The evolutionary history of the relaxin genes in anthropoid primates has been intensely studied (Evans et al. 1994; Wilkinson et al. 2005; Park et al. 2008; Park, Semyonov, et al. 2008; Hoffmann and Opazo 2011; Arroyo, Hoffmann, Opazo 2012b). Most studies have focused on resolving the duplicative history of the RLN1 and RLN2 genes of apes. These studies suggest that the RLN1 and RLN2 paralogs of apes have a more complex history than their phyletic distribution suggests. In this regard, three alternative scenarios have been proposed to explain the timing of duplication and gene gains and losses along the organismal tree (fig. 1AC). Initial studies had suggested that the duplication giving rise to RLN1 and RLN2 mapped to the last common ancestor of apes, between approximately 29.6 and 18.8 Ma (fig. 1A; Evans et al. 1994; Wilkinson et al. 2005; Park et al. 2008; Park, Semyonov, et al. 2008), but phylogenies with more extensive taxonomic sampling suggested that the same duplication mapped to the last common ancestor of anthropoid primates, the group that includes apes and Old and New World monkeys, between ∼71.1 and 44.2 Ma. The identity of the RLN gene lost by New and Old World monkeys remained unclear (fig 1B and C; Arroyo, Hoffmann, Opazo 2012), as support for the relevant nodes was not significant to resolve among competing alternatives.

The phylogenetic evidence presented by Arroyo, Hoffmann, Opazo (2012b) suggested an older origin than previously proposed, but it was not conclusive (Wilkinson et al. 2005; Park et al. 2008; Park, Semyonov, et al. 2008; Hoffmann and Opazo 2011). Phylogenetic analyses of paralogous members of a gene family often result in nonorthologous genes appearing more similar to each other than they are to their true orthologs. In particular, gene conversion and positive Darwinian selection often obscure phylogenetic reconstructions among paralog members of a gene family. However, because both gene conversion and positive Darwinian selection are largely restricted to coding regions, true homologous relationships can often be determined by analyzing variation in introns and flanking sequence. Accordingly, we expanded our phylogenetic analyses of the RLN1 and RLN2 paralogs of primates to include noncoding sequences corresponding to the single intron plus the upstream and downstream flanking regions, and also explored the role of natural selection in the evolution of the coding sequence of these genes.

In all analyses the two RLN1 and RLN2 paralogs of apes fell in two separate clades that did not deviate significantly from the expected organismal phylogenies (fig. 2).
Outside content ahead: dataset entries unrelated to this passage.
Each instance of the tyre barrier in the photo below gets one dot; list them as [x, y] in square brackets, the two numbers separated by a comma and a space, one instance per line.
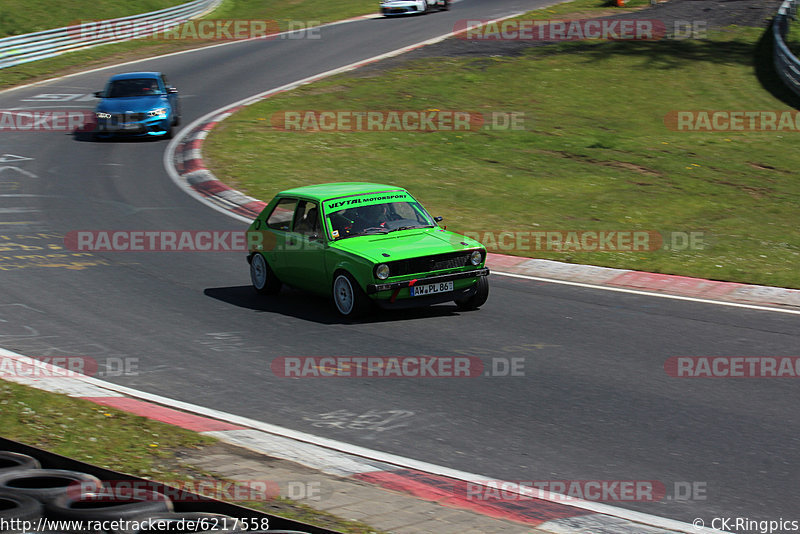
[103, 506]
[37, 484]
[12, 461]
[46, 485]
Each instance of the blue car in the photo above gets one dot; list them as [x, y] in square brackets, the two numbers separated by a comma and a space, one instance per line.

Thus, we infer that these phylogenies resolved orthology among the RLN1 and RLN2 paralogs of apes, with the exception of a small conversion tract in the first exon restricted to chimps and bonobos (Evans et al. 1994). Interestingly, phylogenies based on coding and noncoding sequences gave contrasting answers regarding the position of the single copy RLN gene of New World monkeys (fig. 2). As in Arroyo, Hoffmann, Opazo (2012b), phylogenies based on coding sequence placed the single copy RLN gene of New World monkeys as sister to the RLN1 genes of apes (fig. 2). A tree topology suggesting that the duplication that gave rise to the RLN1/RLN2 paralogs occurred in the last common ancestor of anthropoid primates (Arroyo, Hoffmann, Opazo 2012b). However, phylogenies based on the three separate noncoding fragments consistently placed the New World monkey RLN genes as sister to the clade containing RLN1/RLN2 sequences from Old World monkeys and apes (fig. 2). This result would suggest a novel alternative to the three evolutionary scenarios already proposed in which the RLN1 and RLN2 paralogs would derive from the duplication of a proto-RLN gene in the last common ancestor of catarrhine primates, between ∼44.2 and 29.6 Ma (fig. 3). According to this novel scenario, the single copy RLN gene of New World monkeys represents the ancestral condition, whereas the single copy RLN gene of Old World monkeys would derive from the secondary loss of the RLN1 paralog in the group (fig. 3). This was also supported by approximately unbiased topology tests (Shimodaira and Hasegawa 1999), based on the intron or downstream alignments, which rejected the placement of the New World monkeys RLN gene as sister to the RLN1 gene of apes (P < 0.001). Because the observed differences between coding and noncoding phylogenies were statistically significant, our results are indicative of a pattern of convergent evolution at the sequence level.

Fig. 2.—

Fig. 2.—

Maximum likelihood phylograms depicting relationships among relaxin-like genes in primates based on 1 kb of 5′ flanking sequence, coding sequence, intron 1, and 1 kb of 3′ flanking sequence. Numbers on the nodes correspond to maximum likelihood bootstrap support values and Bayesian posterior probabilities. Single copy RLN gene found in New World monkeys are shaded.

Fig. 3.—

Fig. 3.—

An evolutionary model for the evolution of the RLN1 and RLN2 genes in anthropoid primates. The model indicates that the RLN1 and RLN2 paralogs derive from the duplication of a proto-RLN gene in the last common ancestor of catarrhine primates, and not in the last common ancestor of apes or anthropoids as previously thought. Although a two gene arrangement was present in the last common ancestor of catarrhine primates, only apes appear to have retained both copies, whereas Old World monkeys lost the RLN1 paralog.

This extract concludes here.